In any case this passage from being to knowledge, from things to relations further implies two things, first that aesthetics was replaced by spectacle, we could also say contemplation was swopped for admiration (not rarely monetary), and second that something laid out was exchanged for layout, or one thing after the other was replaced by coherence, or even worse dramaturgy.

Isn’t it embarrassing to hear visual artist claim their work to be time based. Really, and btw are you proud of it, dumbass. To define your art as time based is to pronounce that it has no value in itself but is the sum of its relations and on top to that spectacle. It’s not brave to announce one’s work as performative or time based, it’s to chicken out and escape both the possible consequences of announcing something actual – relational has no grounding but are always negotiatied -, something undeniable, but it is also to give up on the possibility of aesthetic experience as something relational simply cannot be contemplated (in the first place) and certainly not, which since Kant has been imperative – contemplated without interest.

Zooming out a little it’s easy to detect how this shift correlates with the shift form discipline- to control-society. Which is neither good or bad but as the name proposes control-society will by all means destroy any attempt to aesthetic appreciation or experience as these are phenomena that require a moment of sliding at least through if not out of control. Discipline is laid out whereas control always has layout. Something that has layout is relational and hierarchical, whereas discipline consist of strong entities that not necessarily are connected or in any way comprehensive at all. As semiotics would have it, discipline has strong entities and weak relations whereas control has weak entities and strong relations.

Dramaturgy is more or less a matter of managing intensity over time, it is a matter of controlling some kind of dynamic and making it efficient. One could say that dramaturgy is like a guide that through a play with dynamics, speed, placement etc. manage attention. Good dramaturgy is good in manipulating the viewers attention, and we know that this is again a matter of investment and affordance. Another way of announcing this would be to say, and this is a bit low res, that dramaturgy is controls soft versions of totalitarianism. It’s just a totalitarianism that you can’t really feel and more over that you can’t revolt against.

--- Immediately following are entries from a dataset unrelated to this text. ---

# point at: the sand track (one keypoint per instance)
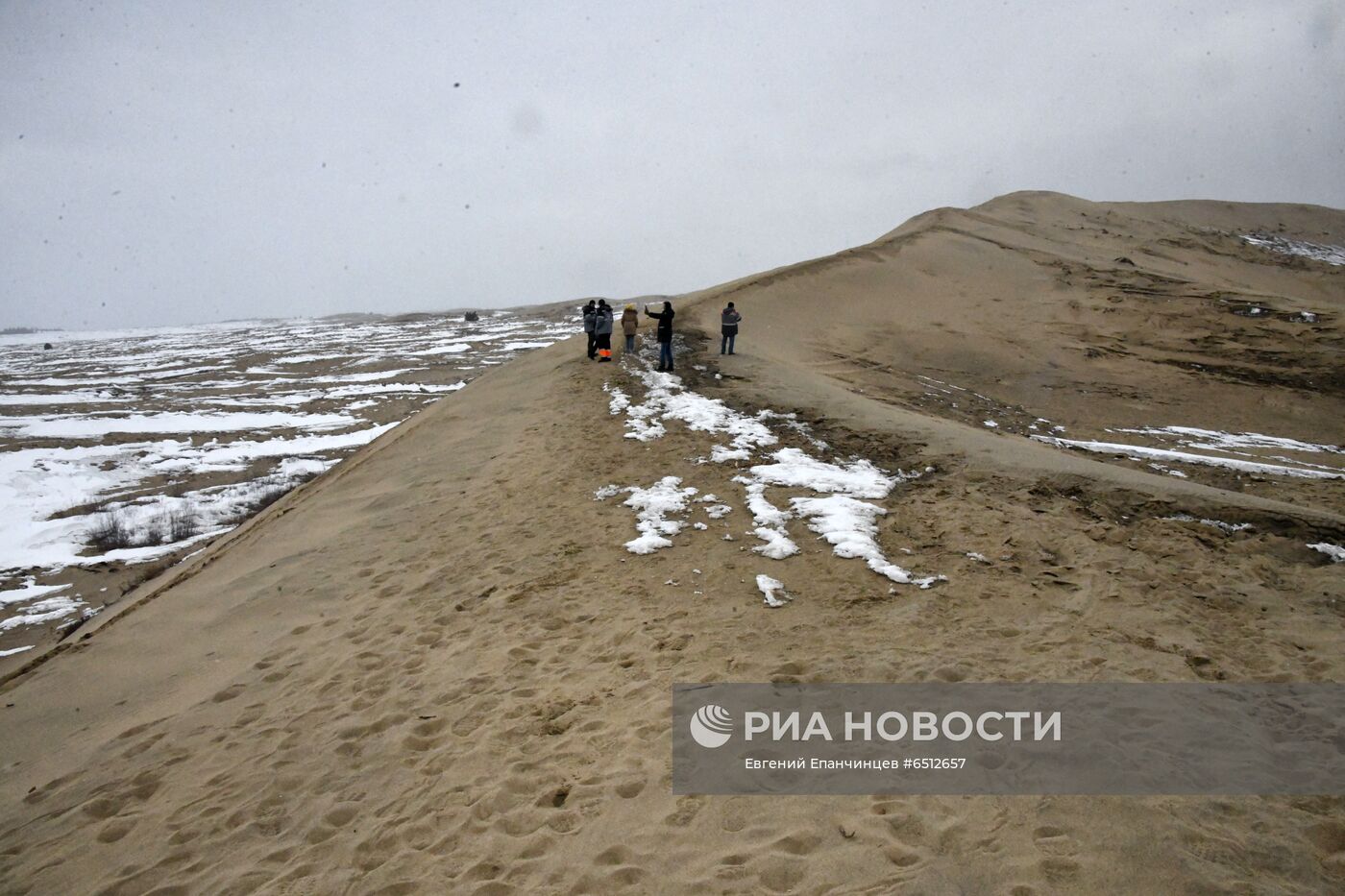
(439, 670)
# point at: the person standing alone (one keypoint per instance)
(602, 328)
(665, 335)
(629, 323)
(729, 319)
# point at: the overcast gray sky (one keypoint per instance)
(184, 161)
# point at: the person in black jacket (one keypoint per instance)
(728, 328)
(591, 326)
(602, 329)
(665, 335)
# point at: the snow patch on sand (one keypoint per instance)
(772, 591)
(1140, 452)
(1286, 247)
(652, 506)
(1334, 552)
(849, 526)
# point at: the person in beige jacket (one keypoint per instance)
(629, 323)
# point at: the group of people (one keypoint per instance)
(599, 323)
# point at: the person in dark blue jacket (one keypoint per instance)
(729, 319)
(589, 326)
(665, 334)
(602, 328)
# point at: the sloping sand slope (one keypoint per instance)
(437, 668)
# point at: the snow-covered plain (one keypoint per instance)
(199, 424)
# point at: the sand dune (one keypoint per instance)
(437, 667)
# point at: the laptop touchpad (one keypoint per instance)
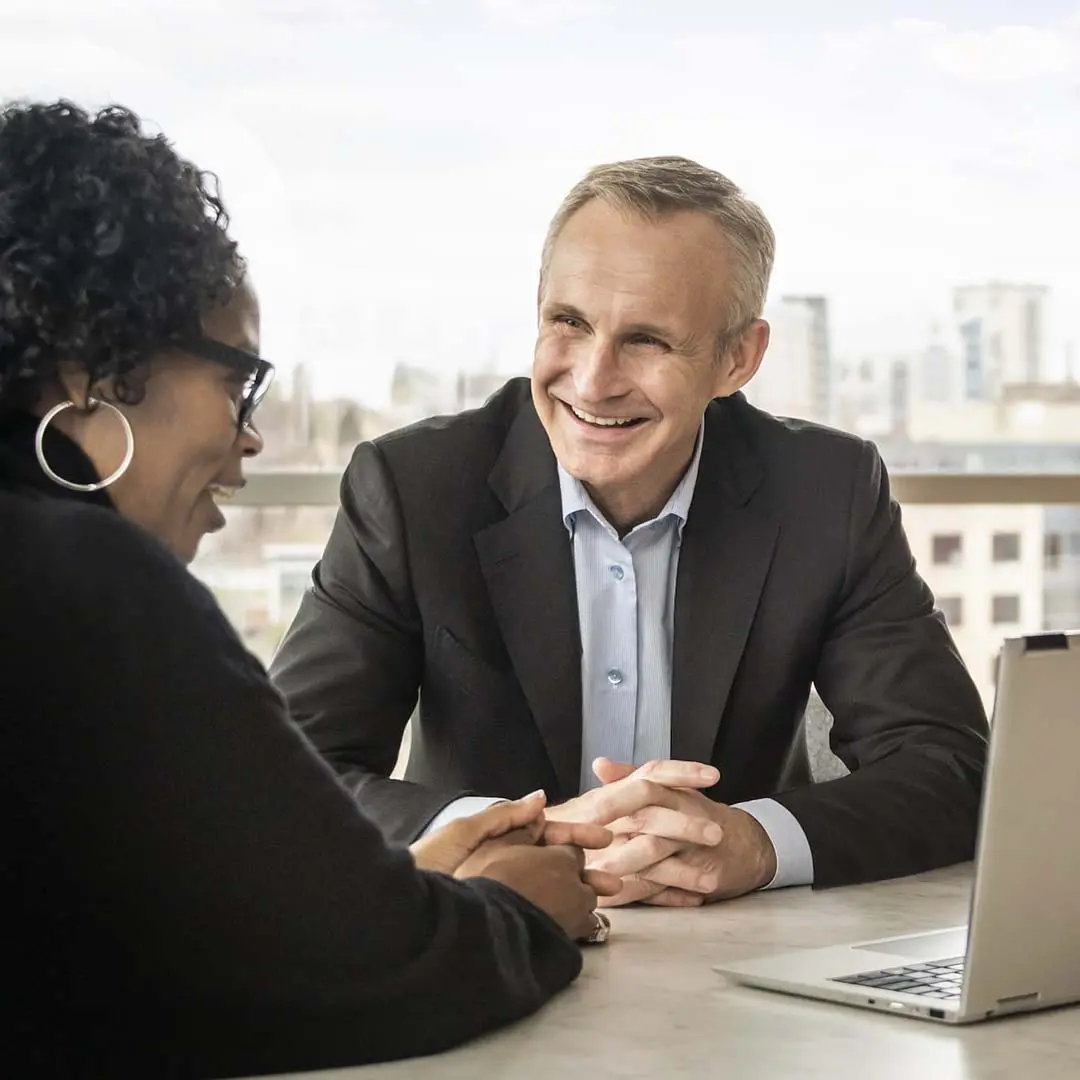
(937, 945)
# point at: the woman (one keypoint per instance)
(194, 893)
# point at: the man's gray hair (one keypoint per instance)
(653, 187)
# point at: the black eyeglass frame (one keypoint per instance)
(259, 370)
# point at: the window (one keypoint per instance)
(1004, 609)
(947, 550)
(952, 607)
(1052, 551)
(1006, 547)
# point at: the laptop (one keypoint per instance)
(1021, 947)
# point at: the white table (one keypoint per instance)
(648, 1004)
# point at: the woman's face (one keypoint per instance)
(189, 449)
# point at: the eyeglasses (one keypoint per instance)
(258, 372)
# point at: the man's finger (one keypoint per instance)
(675, 898)
(678, 874)
(634, 890)
(672, 824)
(635, 855)
(580, 833)
(608, 771)
(623, 798)
(603, 883)
(667, 772)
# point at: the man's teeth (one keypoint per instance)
(602, 421)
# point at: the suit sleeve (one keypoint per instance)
(908, 721)
(351, 663)
(245, 894)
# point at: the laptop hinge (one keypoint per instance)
(1045, 643)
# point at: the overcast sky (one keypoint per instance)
(391, 164)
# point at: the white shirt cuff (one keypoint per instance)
(794, 858)
(464, 807)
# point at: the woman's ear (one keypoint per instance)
(75, 385)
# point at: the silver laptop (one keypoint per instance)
(1021, 948)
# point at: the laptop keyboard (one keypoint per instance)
(939, 979)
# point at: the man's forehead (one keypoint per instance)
(649, 283)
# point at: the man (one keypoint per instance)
(622, 562)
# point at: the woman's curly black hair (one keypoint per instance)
(111, 245)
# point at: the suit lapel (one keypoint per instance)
(727, 549)
(527, 563)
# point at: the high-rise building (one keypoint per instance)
(795, 378)
(1002, 332)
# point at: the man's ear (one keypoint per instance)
(742, 360)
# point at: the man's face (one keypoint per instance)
(631, 314)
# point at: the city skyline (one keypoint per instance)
(391, 169)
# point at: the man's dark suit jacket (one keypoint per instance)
(449, 571)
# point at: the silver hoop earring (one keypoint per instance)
(71, 486)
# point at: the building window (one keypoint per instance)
(952, 607)
(1006, 609)
(947, 549)
(1052, 551)
(1006, 547)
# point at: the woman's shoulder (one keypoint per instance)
(62, 555)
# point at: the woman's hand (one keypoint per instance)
(447, 848)
(552, 878)
(520, 822)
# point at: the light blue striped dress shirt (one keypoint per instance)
(626, 612)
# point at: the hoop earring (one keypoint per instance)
(46, 469)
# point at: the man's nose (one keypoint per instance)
(597, 373)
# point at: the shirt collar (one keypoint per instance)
(576, 498)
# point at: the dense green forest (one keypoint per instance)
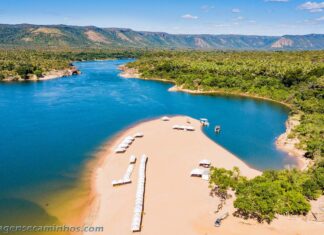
(21, 64)
(285, 192)
(295, 78)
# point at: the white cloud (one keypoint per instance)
(276, 0)
(312, 6)
(240, 18)
(320, 19)
(207, 8)
(189, 17)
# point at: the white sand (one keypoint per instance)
(175, 203)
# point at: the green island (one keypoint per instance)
(23, 64)
(293, 78)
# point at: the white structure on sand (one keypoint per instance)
(139, 201)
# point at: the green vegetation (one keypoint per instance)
(22, 64)
(284, 192)
(294, 78)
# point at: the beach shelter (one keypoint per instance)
(205, 163)
(138, 135)
(132, 159)
(196, 172)
(165, 118)
(120, 150)
(189, 128)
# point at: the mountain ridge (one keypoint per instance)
(57, 36)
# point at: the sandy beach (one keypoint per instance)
(174, 202)
(283, 142)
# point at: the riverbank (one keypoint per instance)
(283, 142)
(174, 202)
(170, 192)
(53, 74)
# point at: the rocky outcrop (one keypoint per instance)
(282, 43)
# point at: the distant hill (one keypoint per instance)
(27, 35)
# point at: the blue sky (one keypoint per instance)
(251, 17)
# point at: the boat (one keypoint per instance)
(218, 221)
(204, 121)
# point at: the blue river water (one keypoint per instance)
(52, 128)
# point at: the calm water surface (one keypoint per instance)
(48, 130)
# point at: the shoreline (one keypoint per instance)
(283, 142)
(107, 162)
(112, 207)
(53, 74)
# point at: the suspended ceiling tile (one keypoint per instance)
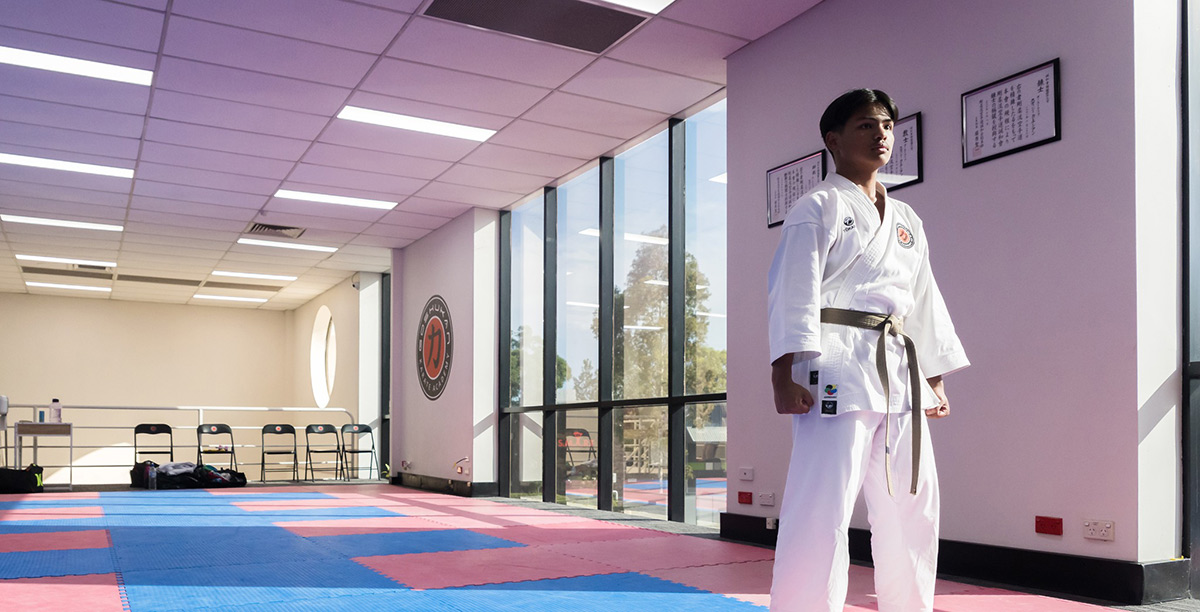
(189, 193)
(552, 139)
(678, 48)
(433, 207)
(197, 178)
(107, 23)
(429, 111)
(473, 196)
(192, 208)
(375, 161)
(493, 155)
(403, 142)
(255, 88)
(347, 178)
(491, 178)
(445, 87)
(220, 139)
(189, 108)
(337, 24)
(12, 189)
(492, 54)
(67, 117)
(234, 47)
(636, 85)
(216, 161)
(407, 219)
(733, 18)
(593, 115)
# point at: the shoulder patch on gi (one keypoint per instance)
(904, 235)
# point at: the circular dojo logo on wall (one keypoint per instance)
(435, 347)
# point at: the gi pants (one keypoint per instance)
(833, 459)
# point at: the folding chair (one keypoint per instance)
(351, 447)
(321, 430)
(281, 429)
(154, 429)
(215, 429)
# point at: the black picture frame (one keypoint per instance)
(787, 183)
(1002, 118)
(906, 166)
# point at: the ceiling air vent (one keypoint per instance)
(267, 229)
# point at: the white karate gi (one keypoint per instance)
(835, 252)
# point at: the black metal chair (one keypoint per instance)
(215, 429)
(351, 433)
(154, 429)
(281, 429)
(321, 448)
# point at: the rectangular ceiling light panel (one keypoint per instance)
(58, 165)
(415, 124)
(569, 23)
(59, 222)
(324, 198)
(75, 66)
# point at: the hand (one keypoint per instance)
(790, 397)
(943, 407)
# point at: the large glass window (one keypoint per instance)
(640, 270)
(706, 246)
(579, 288)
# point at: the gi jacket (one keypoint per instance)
(835, 252)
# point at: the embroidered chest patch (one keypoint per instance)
(904, 235)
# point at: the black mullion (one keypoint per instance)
(604, 372)
(677, 481)
(550, 348)
(505, 451)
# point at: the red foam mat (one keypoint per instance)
(53, 541)
(94, 592)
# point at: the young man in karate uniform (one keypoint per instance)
(859, 335)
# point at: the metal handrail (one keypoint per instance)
(197, 409)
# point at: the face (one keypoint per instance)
(864, 143)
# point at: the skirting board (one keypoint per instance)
(442, 485)
(1108, 580)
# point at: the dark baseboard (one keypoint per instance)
(443, 485)
(1107, 580)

Sometimes it is proposed that theatre is totalitarian and exhibitions spaces where people can wonder freely around is not, which is to say they are liberal. Ouch. It’s nice to think about how one converse and look at art, spend time in front of something and make one’s own choices. Bullshit of course but at least it’s the illusion of personal choice.

But when visual art starts to talk about dramaturgy and conceive of exhibitions in respect of dramaturgy – at least considering a slightly more elaborate idea about dramaturgy. Because what dramaturgy does is indeed to confiscate the openness and chanceness that the museum room carries, carries in so matter that encounters and ways of navigating is minimally monitored and controlled.

And to us museum visitors please let’s not ask for relations, correlations or guidance. Instead let’s be brave enough to submit to a discipline of things and object between which it is up to us to create relations or not, because we can also just lean back and let time pass, unmanaged.